Perspectives stratégiques, entre projections et perplexité
Christian Malis est normalien, docteur en histoire et chercheur en stratégie. Il bénéficie en outre d’une expérience concrète : après plusieurs années à la Direction du renseignement militaire (DRM), il a rejoint le groupe Thales où il s’occupe actuellement de stratégie. Il a publié de nombreux ouvrages, parmi lesquels Guerre et manœuvre (Economica, coll. Stratégies & doctrines, 2009).
Guerre et stratégie au XXIe siècle (Fayard, 2014) a connu un réel succès. Il offre effectivement de nombreuses pistes, et suscite autant de discussions. Pour notre part, nous nous arrêterons à une question de méthode – abordée sous un angle essentiellement technique, la guerre reste dissociée d’une vision politique générale – et nous nous permettrons de soulever certains doutes sur la tendance kantienne vers la paix universelle que permettrait d’espérer le système actuel, ainsi que sur certains aspects moraux. Nous remercions vivement Christian Malis de s’être aimablement prêté à ce débat.
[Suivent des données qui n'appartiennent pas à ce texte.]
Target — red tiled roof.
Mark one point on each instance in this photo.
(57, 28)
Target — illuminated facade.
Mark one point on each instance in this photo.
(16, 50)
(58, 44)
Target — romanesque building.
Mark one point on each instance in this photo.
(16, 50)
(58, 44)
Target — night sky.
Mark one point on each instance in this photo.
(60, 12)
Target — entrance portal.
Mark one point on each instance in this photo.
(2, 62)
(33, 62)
Catholica – Selon l’une de vos thèses, notre univers stratégique est structuré en trois mondes : un monde postwestphalien, un monde néowestphalien, un monde préwestphalien (pp. 83–84) ((. Les termes néowestphalien, pré-et postwestphalien se rapportent tous au modèle d’organisation interétatique issu du traité de Westphalie (1648), instaurant en principe une reconnaissance de la souveraineté interne des Etats, la non-ingérence dans leurs affaires intérieures, le respect des pactes et une certaine réglementation du droit et de la conduite de la guerre.)) . Mais le relatif équilibre entre les trois mondes ne pourrait-il pas voler en éclats ? On peut penser au passage à l’islam d’un acteur européen (scénario à la Houellebecq), à l’écroulement de la pyramide des âges russe, chinoise, sud-coréenne ou japonaise, ou à une redistribution des cartes au Moyen-Orient.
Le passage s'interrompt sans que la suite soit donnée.